本馬の生産は新冠町の新冠タガノファーム。「タガノ」の冠名で知られる八木良司オーナーの牧場で、約10年前に競走馬生産に本格的に着手し、新冠町に複数の拠点を構える。後期育成は関連牧場の宇治田原優駿ステーブル(京都府)と連携している。繁殖牝馬は約50頭で、スタッフ14名が働いている。
レースの感想を語ってくれたのは、同牧場主任の杉木誠さん。出産・種付け時期で慌ただしい中、事務所のテレビの前にスタッフが集まり、声援を送っていた。「牧場生産馬として初めての重賞勝ちとなり、本当に喜んでいます。レースはタガノブルグと2頭出しで、どちらも好勝負してくれると期待していました。最後の直線は叫んでいましたね(笑)松田博資調教師、種付けでお世話になっている社台スタリオンステーションの角田修男獣医師やスタッフの皆さんのおかげです。」と、喜びを語った。
ディープインパクトとリーディングサイアーを争う実績の種牡馬・キングカメハメハ産駒の本馬は、母タガノグラマラスの2番仔として誕生した。杉木さんは、「今でこそ470kg台の馬体ですが、牧場時代はわりと小さかったですね。素直で大人しく、いい意味で目立たない馬でした。明和の本場で当歳時を過ごし、泊津と高江の分場で1歳時を過ごしました。2歳になる前ぐらいに京都へ移動しましたが、それまで順調に過ごしました。とても乗りやすい馬で、背中の感触は良かったです。育成先の宇治田原優駿ステーブルからは“新馬から勝てると思う”と、評判を聞いていました。」と、振り返る。松田博資調教師は母も管理しており、本馬には当歳時から成長を見ていたという。
母タガノグラマラスは現役時代4勝。同牧場開設まもない頃の生産馬で、準オープンまで出世して里帰りした。
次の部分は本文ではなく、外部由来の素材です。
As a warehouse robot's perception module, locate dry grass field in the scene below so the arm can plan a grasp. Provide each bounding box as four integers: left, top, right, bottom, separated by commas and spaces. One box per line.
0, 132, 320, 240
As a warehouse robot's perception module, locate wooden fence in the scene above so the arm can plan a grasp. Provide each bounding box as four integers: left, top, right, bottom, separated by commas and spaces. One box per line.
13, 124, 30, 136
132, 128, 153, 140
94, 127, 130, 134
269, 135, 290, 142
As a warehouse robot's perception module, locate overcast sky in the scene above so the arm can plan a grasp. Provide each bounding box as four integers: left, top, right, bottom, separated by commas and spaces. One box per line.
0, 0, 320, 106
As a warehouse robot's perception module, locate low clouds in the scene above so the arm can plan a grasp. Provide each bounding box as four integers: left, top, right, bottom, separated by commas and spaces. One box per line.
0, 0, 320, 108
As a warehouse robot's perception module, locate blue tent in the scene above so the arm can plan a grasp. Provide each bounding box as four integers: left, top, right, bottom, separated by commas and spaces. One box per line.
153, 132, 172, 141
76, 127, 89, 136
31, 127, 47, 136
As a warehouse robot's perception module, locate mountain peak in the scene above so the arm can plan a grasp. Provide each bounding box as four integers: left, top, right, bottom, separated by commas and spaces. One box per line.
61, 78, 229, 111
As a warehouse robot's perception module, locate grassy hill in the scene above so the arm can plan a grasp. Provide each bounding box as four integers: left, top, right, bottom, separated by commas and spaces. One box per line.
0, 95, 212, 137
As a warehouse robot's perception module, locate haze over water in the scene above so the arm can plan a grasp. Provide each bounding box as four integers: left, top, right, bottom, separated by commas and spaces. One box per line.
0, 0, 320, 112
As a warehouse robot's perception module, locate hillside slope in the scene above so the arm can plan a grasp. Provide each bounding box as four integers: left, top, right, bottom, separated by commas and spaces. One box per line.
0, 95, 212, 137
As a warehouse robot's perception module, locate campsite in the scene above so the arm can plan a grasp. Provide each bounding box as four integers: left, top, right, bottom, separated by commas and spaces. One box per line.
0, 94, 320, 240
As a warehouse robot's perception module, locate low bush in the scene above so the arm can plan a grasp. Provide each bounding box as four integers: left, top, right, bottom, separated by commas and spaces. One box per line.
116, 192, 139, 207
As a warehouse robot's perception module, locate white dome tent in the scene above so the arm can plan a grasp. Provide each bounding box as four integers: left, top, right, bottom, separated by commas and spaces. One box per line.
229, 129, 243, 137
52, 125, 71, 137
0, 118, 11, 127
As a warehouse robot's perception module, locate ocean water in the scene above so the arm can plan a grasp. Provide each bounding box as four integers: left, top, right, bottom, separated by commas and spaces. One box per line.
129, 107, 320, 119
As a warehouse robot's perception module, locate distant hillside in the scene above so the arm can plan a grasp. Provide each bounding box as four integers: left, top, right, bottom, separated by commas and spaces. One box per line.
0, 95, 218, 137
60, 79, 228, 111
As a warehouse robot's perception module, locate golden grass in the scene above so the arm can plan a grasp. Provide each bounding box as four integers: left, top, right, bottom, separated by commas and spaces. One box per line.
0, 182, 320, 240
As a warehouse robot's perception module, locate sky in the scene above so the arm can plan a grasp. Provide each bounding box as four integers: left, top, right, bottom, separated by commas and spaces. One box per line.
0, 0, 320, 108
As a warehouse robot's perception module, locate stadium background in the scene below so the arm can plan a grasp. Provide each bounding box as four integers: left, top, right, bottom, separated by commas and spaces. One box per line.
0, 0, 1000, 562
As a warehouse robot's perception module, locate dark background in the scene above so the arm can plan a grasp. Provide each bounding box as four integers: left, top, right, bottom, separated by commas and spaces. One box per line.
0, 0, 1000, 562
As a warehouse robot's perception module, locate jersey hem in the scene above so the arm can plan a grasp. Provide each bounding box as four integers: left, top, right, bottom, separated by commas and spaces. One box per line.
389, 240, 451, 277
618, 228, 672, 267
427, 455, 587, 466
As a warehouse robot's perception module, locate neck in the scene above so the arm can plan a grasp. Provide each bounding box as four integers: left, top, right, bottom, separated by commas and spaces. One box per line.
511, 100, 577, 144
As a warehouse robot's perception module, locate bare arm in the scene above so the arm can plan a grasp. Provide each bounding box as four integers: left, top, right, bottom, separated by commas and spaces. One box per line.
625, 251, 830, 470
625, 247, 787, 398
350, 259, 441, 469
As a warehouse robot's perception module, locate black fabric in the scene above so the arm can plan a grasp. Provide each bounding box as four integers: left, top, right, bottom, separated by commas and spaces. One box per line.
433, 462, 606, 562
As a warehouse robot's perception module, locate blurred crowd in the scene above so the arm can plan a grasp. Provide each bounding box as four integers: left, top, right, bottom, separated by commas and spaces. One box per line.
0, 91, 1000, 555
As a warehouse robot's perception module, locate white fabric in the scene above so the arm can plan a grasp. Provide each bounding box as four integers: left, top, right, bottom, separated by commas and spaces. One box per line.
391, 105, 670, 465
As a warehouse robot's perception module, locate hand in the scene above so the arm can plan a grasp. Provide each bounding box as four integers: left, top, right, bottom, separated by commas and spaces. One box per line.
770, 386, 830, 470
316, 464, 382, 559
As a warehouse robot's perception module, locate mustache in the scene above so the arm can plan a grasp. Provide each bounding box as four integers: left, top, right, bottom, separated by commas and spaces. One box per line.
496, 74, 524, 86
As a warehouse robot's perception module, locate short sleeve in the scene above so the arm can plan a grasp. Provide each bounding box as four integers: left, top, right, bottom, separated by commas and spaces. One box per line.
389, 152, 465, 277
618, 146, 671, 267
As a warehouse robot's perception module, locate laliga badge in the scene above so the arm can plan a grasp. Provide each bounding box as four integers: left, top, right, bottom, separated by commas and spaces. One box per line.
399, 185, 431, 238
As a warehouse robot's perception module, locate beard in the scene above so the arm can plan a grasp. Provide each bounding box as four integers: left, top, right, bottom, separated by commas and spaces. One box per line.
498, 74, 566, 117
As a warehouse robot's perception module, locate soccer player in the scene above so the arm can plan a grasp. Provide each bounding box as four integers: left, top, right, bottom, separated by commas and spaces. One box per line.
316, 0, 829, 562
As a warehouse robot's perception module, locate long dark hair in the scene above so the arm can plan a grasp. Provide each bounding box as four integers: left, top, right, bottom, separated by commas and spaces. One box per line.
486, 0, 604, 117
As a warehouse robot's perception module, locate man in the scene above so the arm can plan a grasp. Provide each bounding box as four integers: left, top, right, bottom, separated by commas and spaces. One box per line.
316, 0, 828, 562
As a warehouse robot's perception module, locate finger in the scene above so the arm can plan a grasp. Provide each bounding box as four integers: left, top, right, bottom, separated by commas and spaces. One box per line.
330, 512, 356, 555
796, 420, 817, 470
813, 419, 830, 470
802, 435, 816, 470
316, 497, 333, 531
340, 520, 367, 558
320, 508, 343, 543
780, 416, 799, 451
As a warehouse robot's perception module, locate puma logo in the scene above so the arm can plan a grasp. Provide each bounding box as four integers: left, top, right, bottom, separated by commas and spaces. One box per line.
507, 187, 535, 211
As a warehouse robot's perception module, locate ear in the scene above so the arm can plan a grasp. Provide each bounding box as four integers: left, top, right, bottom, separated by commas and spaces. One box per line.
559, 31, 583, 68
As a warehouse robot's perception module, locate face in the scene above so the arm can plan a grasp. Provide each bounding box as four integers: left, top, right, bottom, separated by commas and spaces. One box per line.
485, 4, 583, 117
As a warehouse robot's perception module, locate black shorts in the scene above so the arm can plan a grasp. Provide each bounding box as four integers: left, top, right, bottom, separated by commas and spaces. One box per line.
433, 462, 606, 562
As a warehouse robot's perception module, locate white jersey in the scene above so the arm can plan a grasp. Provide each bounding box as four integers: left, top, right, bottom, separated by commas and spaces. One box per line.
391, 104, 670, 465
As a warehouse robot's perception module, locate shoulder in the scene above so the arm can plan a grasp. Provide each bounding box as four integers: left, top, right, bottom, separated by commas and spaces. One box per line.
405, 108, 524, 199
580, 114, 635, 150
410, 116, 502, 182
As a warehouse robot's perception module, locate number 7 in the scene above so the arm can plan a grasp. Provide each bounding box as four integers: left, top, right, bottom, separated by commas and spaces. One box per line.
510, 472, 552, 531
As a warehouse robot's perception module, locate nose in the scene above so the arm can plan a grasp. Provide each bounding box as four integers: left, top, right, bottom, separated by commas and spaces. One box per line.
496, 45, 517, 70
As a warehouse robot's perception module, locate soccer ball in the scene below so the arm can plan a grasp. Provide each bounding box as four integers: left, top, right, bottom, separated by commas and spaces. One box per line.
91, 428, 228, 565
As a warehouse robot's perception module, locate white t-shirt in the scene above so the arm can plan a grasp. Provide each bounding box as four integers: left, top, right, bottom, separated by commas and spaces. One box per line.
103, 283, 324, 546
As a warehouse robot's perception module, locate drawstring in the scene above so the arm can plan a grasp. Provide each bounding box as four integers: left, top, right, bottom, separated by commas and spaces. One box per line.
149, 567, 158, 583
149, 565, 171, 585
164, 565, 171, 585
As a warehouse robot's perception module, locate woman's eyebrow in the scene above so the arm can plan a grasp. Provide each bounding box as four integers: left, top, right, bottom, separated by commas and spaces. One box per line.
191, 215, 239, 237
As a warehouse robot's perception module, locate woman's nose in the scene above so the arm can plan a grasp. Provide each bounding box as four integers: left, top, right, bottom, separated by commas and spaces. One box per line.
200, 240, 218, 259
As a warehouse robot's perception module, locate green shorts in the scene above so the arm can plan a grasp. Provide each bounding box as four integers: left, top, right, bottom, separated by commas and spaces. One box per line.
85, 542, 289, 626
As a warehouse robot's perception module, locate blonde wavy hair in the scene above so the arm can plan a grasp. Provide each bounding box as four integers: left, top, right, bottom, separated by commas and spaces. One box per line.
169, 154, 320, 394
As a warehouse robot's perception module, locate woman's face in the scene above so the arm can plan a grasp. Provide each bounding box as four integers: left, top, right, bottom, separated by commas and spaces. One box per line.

近親には朝日杯3歳S(G1)で2着に入るも、レース中の故障でこの世を去ったタガノテイオーがいる。「思い入れのある血統なので、この牝系から重賞馬を出せたことは感慨深いですね。」と、杉木さん。15年の時を経て、タガノテイオーの無念も晴らす結果を呼んでいる。タガノグラマラスは健在で、今年はキングズベストの仔を出産予定。1歳には父エンパイアメーカーの牝馬がいる。
「1歳の半妹はタガノグランパ同様、小さくて素直な馬ですね。柔らかい身のこなしをしています。エンパイアメーカー産駒は牧場で何頭か育てていますが、この仔もそうですし、かたちの良い仔が多いですね。兄妹重賞制覇を狙っていますよ。」と、杉木さんは声を弾ませる。
新装・中京競馬場で鮮やかな豪脚を披露した本馬。その鋭い決め手はクラシックの舞台でも十分通用するだろう。杉木さんは静かに頂点を意識している。
「今後も無事に、ケガなく走ってきて欲しいです。牧場の仕事がありますので、なかなか競馬場まで応援に行ける機会は少ないですが、オーナーがG1勝利を成し遂げられるように、これからもスタッフ一同励んでいきたいです。ここ数年、繁殖牝馬の質がグッと上がってきましたし、オーナーブリーダーのメリットを生かした強い馬づくりが、やっと結果につながってきました。」